De ambtelijke werkgroep pleit voor internationale samenwerking om fossiele subsidies uit te faseren. Omdat dit niet unilateraal door Nederland kan worden gedaan in bepaalde sectoren zoals energie, luchtvaart en zeevaart, pleit de ambtelijke werkgroep in dit kader voor internationale samenwerking.

Fiscale vergroening
De werkgroep stelt in het kader van fiscale vergroening onder andere de volgende maatregelen voor:

  • Differentiatie waterstoftarief energiebelasting

Optie 1: Waterstof krijgt een apart tarief in de energiebelasting (EB) vanaf 2026. Dit tarief zal lager liggen dan het tarief voor andere gassen.

Optie 2: Alleen hernieuwbare waterstof zal een apart tarief krijgen in de EB op basis van een Garantie van Oorsprong (GvO).
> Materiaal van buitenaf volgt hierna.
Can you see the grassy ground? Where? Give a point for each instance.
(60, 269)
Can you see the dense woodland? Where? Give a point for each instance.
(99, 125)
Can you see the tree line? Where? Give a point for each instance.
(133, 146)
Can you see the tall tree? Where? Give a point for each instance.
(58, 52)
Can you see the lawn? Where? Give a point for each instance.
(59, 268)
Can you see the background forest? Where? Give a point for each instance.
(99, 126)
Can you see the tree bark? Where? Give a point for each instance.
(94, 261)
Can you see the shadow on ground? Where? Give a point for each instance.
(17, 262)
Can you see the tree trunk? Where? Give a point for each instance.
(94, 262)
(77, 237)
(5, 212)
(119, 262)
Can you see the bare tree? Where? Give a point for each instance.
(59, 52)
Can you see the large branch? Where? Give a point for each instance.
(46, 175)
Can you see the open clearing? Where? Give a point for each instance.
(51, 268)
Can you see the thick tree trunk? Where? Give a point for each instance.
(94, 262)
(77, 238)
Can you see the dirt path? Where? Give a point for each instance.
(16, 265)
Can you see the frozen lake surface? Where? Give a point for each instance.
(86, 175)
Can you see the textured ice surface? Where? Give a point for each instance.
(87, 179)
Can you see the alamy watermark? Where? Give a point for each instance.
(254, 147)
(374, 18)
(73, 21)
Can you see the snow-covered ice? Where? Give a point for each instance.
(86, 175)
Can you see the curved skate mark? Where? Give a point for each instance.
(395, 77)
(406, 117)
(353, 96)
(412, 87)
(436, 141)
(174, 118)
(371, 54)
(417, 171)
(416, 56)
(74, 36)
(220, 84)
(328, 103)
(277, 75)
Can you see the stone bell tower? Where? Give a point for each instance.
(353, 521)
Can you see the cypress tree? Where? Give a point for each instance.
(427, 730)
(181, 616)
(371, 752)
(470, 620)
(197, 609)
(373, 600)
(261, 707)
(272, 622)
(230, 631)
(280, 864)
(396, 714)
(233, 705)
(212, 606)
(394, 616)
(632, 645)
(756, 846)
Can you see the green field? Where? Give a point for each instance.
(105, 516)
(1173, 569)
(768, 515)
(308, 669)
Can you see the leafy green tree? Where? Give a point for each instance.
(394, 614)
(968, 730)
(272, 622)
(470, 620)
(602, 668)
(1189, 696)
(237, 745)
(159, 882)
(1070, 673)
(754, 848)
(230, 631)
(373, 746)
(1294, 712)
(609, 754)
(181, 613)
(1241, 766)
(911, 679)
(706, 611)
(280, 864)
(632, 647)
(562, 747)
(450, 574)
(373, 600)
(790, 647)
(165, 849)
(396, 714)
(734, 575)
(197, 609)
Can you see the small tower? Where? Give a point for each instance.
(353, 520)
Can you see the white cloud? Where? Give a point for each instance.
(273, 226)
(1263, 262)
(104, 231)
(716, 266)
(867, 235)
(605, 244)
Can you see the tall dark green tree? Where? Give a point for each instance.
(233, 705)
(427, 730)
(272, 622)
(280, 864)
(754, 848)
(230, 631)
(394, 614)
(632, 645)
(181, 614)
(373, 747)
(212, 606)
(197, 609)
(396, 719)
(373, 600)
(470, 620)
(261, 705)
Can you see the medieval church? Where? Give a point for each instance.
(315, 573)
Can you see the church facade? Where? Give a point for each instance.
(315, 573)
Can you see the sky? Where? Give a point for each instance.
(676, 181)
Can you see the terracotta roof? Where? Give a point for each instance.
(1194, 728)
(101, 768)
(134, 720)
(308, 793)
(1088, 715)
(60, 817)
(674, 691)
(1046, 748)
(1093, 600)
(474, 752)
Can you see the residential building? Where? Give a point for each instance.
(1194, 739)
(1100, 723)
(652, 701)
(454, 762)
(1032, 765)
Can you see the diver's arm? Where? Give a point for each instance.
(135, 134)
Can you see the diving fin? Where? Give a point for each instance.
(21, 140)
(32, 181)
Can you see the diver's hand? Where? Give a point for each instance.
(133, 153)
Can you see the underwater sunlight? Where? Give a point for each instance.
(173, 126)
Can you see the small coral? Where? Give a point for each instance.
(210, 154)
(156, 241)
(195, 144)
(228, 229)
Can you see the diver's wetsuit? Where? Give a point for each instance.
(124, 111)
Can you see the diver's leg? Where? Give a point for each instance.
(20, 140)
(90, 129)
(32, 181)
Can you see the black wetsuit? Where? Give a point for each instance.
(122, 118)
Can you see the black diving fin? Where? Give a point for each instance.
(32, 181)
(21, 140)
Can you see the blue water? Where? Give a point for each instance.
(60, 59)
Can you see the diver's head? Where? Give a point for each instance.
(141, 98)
Dit tarief zal lager zijn dan het tarief voor aardgas en andere koolstofarme gassen.

  • Verminderen van degressiviteit energiebelasting

Er wordt onderzocht hoe de tarieven in de energiebelasting kunnen worden aangepast om meer in lijn te zijn met de klimaatschadekosten van verschillende energiebronnen. Deze aanpassingen kunnen leiden tot CO2-reductie en mogelijk ook een vereenvoudiging van het belastingstelsel.

  • Verlaging energiebelasting bij introductie ETS2

De voorgestelde variant omvat het instellen van aparte tarieven binnen de energiebelasting vanaf 1 januari 2027 voor aardgas geleverd aan ETS1-bedrijven en ETS2-entiteiten. Het tarief voor aardgas geleverd aan ETS2-entiteiten wordt vastgesteld op € 0,28 per m3, terwijl het tarief voor aardgas geleverd aan ETS1-bedrijven € 0,13 per m3 bedraagt. Deze tarieven vervangen de huidige degressieve tarieven voor aardgas. De tariefsystematiek voor elektriciteit blijft ongewijzigd, net als de belastingvermindering per elektriciteitsaansluiting. Jaarlijks wordt de termijnkoers voor ETS2-emissierechten afgetrokken van het tarief voor ETS2-entiteiten. Bij een termijnkoers van € 45 per ton broeikasgasemissies zou dit resulteren in een korting van € 0,08 per m3 aardgas.

  • Verlengen Co2-heffing industrie

De ambtelijke werkgroep behandelt de vaststelling van tarieven en de afbouw van dispensatierechten voor de CO2-heffing na 2030. Vier verschillende benaderingen worden voorgesteld:

Maatvoering 1: Het aantal dispensatierechten voor de industrie wordt geleidelijk verminderd, zodat er in 2038 geen dispensatierechten meer worden verstrekt.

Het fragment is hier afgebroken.